The guidance then expands to operational roles. A broker-dealer that operates an alternative trading system may simultaneously perform custodial, brokerage, or clearing functions. However, each function must independently comply with applicable federal securities laws. In other words, combining roles is permitted, but regulatory responsibilities remain distinct.

Closely related is the question of clearing agency registration. The Division stated that separate registration would not be required when a broker-dealer clears and settles customer trades as part of customary brokerage or dealing activity. For example, this may involve debiting and crediting internal customer accounts. This clarification helps define the boundary between brokerage functions and clearing agency obligations.

Disclosure Standards and Regulation M Relief for Crypto ETPs

The update also addresses transparency requirements for trading venues. The Division has clarified that disclosures concerning crypto asset security operations can be made using Form ATS or Form ATS-N. Broker-dealers must describe differences in subscriber access, onboarding procedures, settlement processes, and trading mechanics linked to crypto activities. This includes specific disclosures concerning pairs trading arrangements.

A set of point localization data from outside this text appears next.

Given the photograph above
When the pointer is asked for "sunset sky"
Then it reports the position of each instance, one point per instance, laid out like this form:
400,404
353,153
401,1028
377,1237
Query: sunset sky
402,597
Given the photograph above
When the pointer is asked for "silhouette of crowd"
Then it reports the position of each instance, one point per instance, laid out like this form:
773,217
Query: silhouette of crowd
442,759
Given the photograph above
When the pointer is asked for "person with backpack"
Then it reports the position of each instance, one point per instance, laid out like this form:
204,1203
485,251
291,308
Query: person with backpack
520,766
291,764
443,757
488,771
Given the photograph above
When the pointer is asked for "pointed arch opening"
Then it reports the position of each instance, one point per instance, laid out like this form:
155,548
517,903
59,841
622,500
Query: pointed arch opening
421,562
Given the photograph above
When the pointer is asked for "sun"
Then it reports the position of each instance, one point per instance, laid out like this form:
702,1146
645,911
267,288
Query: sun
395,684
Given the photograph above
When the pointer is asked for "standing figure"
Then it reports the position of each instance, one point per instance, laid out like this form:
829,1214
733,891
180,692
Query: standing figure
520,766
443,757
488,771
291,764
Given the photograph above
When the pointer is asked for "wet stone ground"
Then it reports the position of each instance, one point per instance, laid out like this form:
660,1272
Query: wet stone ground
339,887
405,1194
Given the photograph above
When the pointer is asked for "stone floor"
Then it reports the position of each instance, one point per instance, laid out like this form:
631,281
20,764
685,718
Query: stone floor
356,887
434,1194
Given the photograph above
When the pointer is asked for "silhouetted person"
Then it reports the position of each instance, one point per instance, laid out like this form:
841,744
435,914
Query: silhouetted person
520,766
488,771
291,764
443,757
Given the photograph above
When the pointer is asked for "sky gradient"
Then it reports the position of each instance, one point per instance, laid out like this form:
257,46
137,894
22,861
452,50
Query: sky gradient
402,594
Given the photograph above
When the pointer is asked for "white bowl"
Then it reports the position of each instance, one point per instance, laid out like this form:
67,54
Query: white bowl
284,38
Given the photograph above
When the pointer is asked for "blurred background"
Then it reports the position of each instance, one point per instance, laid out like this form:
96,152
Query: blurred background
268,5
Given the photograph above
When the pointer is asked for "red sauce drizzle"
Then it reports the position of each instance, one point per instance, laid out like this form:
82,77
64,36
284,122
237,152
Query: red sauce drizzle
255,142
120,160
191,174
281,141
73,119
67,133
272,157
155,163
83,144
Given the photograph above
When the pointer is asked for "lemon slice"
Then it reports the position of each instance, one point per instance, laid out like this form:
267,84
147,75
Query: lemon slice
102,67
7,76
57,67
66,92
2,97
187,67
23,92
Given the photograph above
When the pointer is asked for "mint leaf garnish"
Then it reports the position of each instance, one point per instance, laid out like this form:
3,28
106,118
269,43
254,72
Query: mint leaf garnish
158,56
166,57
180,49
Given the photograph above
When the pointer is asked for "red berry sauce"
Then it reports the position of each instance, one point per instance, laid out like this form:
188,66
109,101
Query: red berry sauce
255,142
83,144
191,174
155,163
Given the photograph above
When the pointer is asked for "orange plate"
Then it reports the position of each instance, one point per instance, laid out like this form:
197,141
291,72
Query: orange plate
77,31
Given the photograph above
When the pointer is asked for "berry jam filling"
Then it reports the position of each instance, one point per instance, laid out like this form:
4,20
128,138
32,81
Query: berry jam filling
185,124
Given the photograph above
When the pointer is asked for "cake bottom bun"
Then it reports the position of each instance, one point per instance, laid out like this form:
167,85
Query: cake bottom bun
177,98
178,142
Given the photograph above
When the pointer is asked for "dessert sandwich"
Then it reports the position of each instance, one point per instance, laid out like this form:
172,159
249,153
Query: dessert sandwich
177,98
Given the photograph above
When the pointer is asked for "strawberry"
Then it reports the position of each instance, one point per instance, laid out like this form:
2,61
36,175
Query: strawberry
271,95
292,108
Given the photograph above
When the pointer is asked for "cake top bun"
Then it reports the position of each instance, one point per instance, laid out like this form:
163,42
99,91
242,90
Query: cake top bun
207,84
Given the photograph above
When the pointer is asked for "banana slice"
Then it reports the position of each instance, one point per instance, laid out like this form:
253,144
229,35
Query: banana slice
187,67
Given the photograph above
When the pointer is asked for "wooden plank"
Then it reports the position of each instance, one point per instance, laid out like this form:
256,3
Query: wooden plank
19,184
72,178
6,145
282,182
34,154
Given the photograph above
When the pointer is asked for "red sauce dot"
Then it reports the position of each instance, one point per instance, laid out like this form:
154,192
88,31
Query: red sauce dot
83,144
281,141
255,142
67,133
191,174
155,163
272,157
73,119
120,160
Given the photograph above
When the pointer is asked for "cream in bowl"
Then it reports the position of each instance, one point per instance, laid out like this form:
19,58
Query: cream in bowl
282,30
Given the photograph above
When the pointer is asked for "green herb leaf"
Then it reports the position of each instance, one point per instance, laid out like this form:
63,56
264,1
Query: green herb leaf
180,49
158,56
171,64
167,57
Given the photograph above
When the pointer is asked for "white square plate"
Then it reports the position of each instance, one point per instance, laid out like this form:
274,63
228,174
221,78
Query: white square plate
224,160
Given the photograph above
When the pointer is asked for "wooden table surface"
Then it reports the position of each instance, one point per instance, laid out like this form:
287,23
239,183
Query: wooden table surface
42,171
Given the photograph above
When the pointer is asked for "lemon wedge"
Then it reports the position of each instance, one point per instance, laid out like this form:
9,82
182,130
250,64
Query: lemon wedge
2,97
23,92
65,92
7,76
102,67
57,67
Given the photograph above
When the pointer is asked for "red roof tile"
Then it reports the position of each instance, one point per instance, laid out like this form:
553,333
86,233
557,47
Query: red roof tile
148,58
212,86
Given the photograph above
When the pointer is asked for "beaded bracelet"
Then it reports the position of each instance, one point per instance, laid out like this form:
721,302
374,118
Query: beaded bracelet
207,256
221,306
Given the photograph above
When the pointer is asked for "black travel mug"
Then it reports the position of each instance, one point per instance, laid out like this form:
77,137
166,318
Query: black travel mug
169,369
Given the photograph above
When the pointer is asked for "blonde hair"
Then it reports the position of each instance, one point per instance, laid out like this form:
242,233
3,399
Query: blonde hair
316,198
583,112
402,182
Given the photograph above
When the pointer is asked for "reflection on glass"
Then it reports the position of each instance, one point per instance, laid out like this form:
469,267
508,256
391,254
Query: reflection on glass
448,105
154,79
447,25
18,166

Finally, the Division turned to crypto exchange-traded products. It stated that it would not object to transactions in crypto ETP shares under circumstances similar to those outlined in the SEC staff’s 2006 Regulation M no-action letter for commodity-based investment vehicles. This position applies only if the ETP shares are listed on a national securities exchange, and participants avoid conduct that would violate Regulation M outside a permitted distribution.

Overall, the guidance does not alter the regulatory framework governing crypto markets. Instead, it clarifies how existing securities laws apply to evolving trading structures, capital treatments, and product offerings in the digital asset space.